Personal income tax in Singapore is based on a progressive structure. Find out what which income types are taxable and how the income tax applies to you as a resident vs non resident. Personal income tax obligation price in Singapore is one of the lowest on the planet. In order to identify the Singapore income tax liability of a specific, you require to very first figure out the tax residency as well as amount of chargeable income and afterwards apply the modern resident tax obligation price to it. Let this guide by Tropika Club help you file your income tax in Singapore.

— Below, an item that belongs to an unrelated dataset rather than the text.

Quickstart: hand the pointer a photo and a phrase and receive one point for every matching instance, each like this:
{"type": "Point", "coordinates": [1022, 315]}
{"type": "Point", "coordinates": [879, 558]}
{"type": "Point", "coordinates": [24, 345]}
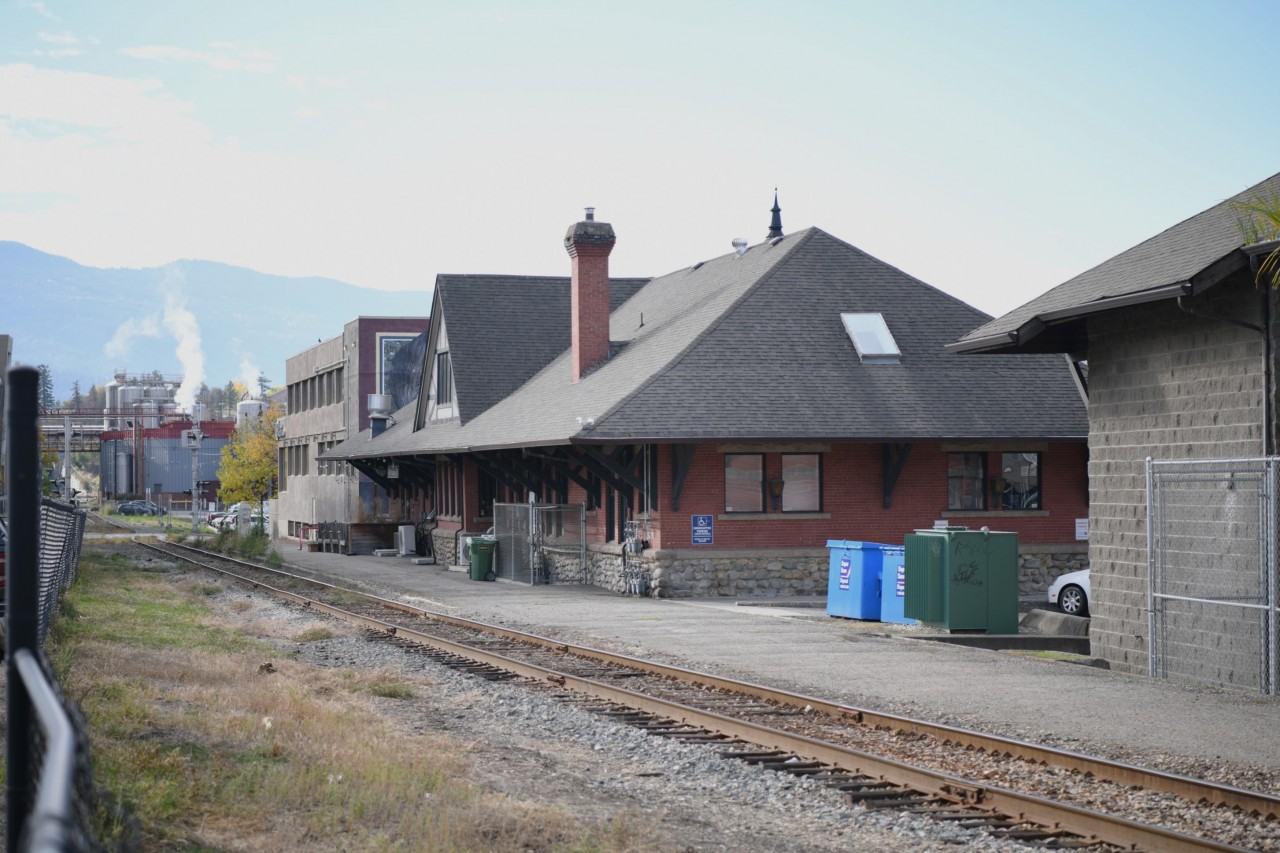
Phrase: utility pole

Introduction to Personal Income Tax Rate

Personal income tax rate in Singapore is one of the lowest in the world, if not the lowest. In order to help you to determine the Singapore income tax liability of an individual, you need to first determine the tax residency and amount of chargeable income based on what you earn, and then apply the progressive resident tax rate to it. Key points of Singapore income tax for individuals include the following:

  • Singapore typically follows a progressive resident tax rate starting at 0% and ending at 22% above S$320,000.
  • There is no capital gain or inheritance tax in Singapore.
  • Individuals are taxed only on the income earned in Singapore. The income earned by individuals while working overseas is not subject to taxation barring a few exceptions which you will need to take note of .
  • Tax rules differ based on the tax residency of the individual (citizen, permanent resident, etc.).
  • Tax filing due date for individuals in Singapore is April 15 of each year. Income tax is assessed based on a preceding year basis.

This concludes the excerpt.